Des souvenirs poignants violent nos mémoires, mais plus poignant encore c’est le spectacle d’une guerre qui nous rattrape à grands pas. C’est que pour dissiper ses peurs on cède à la facilité de la haine. On cherche le bouc émissaire. On verse dans la logique de la victime. Le sauveur est acclamé. Les couleurs nationales s’évanouissent. Les fidèles sont drapés d’une couleur monotone et uniforme, portant une effigie, clamant un nom, crachant sur un ennemi. On verse dans le populisme. Les vrais enjeux sont court-circuités. L’évidence est refusée. C’est la culture du slogan. Un cliché, un seul résume désormais tout le drame du Liban : La corruption. Un ennemi fait oublier tous les autres : le sunnite et si cela ne suffisait pas c’est le frère chrétien qui est désigné. Certains appellent çà l’idiotisation des masses, mais ce qui est sûr, c’est que les es liens sont brisés, c’est l’état de guerre, panneaux publicitaires et slogans ont remplacé armes et cannons. Il est fort dommage que le pardon prodigué par le CPL à la Syrie et aux quatre officiers n’ait pas commencé au sein de la petite famille chrétienne puis libanaise. Et puis qu’il est question d’audit, autre slogan de campagne, Il y a là nécessité d’un audit historique, voire même moral, pour rétablir la justice et la dignité de l’homme, un peu d’amitié dans des cœurs chrétiens. Cela est bien plus urgent que l’ordre nécessaire dans nos finances publiques.

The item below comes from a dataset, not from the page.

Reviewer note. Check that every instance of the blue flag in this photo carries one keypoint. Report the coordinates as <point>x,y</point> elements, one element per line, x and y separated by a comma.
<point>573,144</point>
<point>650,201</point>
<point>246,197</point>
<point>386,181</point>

On avait cru l’espace d’un instant que le CPL par l’alliance nouée avec le parti de dieu, allait le libaniser. Telle n’était pas la promesse faite au patriarche maronite le lendemain de la signature du document d’entente ? Résultat c’est le CPL qui se hezbohallise. Jadis fleuron de la classe politique, par sa diversité, sa civilité et sa soif de justice, Il change d’obédience politique et se convertit à la cause de la résistance islamique. Il est étonnant que le programme électoral du CPL en 2009 ait passé sous silence les questions d’ordre politique. Des questions aussi cruciales que l’application de la 1701, de tracé des frontières avec la Syrie. Ce silence en dit long sur le changement de cap d’un parti qui a fait du changement un slogan. Pourtant c’étaient bien les idéaux d’hier, qui ne sont rien d’autres que les constantes nationales. Tout comme le document d’entente signé avec le Hezbollah, ce programme occulte l’essentiel, à savoir une position claire et nette sur quand et comment les armes du Hezbollah se soumettront à la souveraineté de l’Etat. C’est bien là la pierre d’achoppement. Toutes les propositions de réformes qui ne s’inscrivent pas dans un projet d’avenir deviennent entachées de doute et remplissent une fonction dangereuse, celle d’occulter l’essentiel et détourner l’attention du vrai, du seul enjeu, d’une république libanaise en danger.


Si tant est qu’il ait raison dans ses nouveaux choix, le CPL retrouvant le chemin de Damas, découvrant l’amitié du régime khomeyniste, a 20 ans de retard. Fort heureusement il se trompe. C’est sans doute dommage qu’il soit sorti des constantes historiques d’un peuple accroché à sa liberté, qu’il se soit laissé aller à la violence et l’insulte, qu’il se soit abandonné à ce romantisme de mauvais aloi qui préfère ses instincts à l’intelligence.


Et pour terminer quoi de plus que ces propos de Camus écrites un 14 mars…1945 : « Il faut guérir ces cœurs empoissonnés, et demain la plus difficile victoire que nous ayons à remporter sur l’ennemi, c’est en nous même qu’elle doit se livrer, avec cet effort supérieur qui transformera notre appétit de haine en désir de justice. Ne pas céder à la haine, ne rien concéder à la violence, ne pas admettre que nos passions deviennent aveugles » Voila, l’essence de la résistance culturelle.